Can we Build a Consciousness Meter?
Abstract:
One of the central challenges facing the science of consciousness is that of identifying ways of measuring consciousness. Can we go beyond our pre-theoretical ways of detecting consciousness and develop measures that are independently validated? Some theorists think not, and argue that we are necessarily restricted to the pre-theoretical markers of consciousness with which we begin. Other theorists are more optimistic, and think that we will be able to develop independent measures of consciousness. In this talk I critically examine one proposal for how to identify measures of consciousness—the natural kind approach—and ask whether it can be reconciled with various widely-held commitments in the philosophy of mind.
Date: 4 May 2017
Time: 2pm to 5pm
Venue: Philosophy Meeting Room (AS3-05-23)
About the Speaker:
Tim Bayne is a philosopher of mind and cognitive science, with a particular interest in the nature of consciousness.

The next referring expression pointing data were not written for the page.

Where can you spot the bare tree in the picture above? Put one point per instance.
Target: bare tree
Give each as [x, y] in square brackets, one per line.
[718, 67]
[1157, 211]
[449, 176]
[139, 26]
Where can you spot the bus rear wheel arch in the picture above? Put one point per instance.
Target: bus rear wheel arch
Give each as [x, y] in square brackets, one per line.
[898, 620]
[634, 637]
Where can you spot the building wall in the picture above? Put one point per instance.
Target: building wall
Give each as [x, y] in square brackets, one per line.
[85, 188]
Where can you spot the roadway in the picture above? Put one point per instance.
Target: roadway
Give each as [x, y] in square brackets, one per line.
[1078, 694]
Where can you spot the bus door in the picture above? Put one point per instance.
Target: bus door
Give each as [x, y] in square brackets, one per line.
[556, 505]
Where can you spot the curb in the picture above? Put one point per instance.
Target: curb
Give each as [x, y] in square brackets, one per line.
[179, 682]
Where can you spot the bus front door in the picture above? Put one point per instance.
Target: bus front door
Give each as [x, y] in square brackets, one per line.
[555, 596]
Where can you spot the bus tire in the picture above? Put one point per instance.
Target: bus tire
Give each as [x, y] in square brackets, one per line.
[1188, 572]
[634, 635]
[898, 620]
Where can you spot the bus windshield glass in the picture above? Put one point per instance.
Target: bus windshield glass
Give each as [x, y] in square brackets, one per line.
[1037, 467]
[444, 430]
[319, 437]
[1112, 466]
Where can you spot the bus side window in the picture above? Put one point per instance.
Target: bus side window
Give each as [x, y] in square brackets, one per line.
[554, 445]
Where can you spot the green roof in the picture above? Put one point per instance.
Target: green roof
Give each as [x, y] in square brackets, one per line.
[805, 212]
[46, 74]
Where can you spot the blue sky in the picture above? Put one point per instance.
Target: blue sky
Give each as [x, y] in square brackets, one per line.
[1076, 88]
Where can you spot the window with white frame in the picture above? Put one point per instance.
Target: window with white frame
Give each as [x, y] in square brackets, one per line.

He completed an undergraduate degree in Philosophy and Religious Studies at the University of Otago (New Zealand), and a Ph.D in Philosophy at the University of Arizona. He has taught at Macquarie University, the University of Western Ontario, the University of Manchester and the University of Oxford. He is currently Professor of Philosophy at Monash University in Melbourne Australia. He is an editor of the Oxford Companion to Consciousness and the author of The Unity of Consciousness (OUP, 2010), Thought: A Very Short Introduction (OUP, 2013) and A Very Short Introduction to the Philosophy of Religion (OUP, 2017).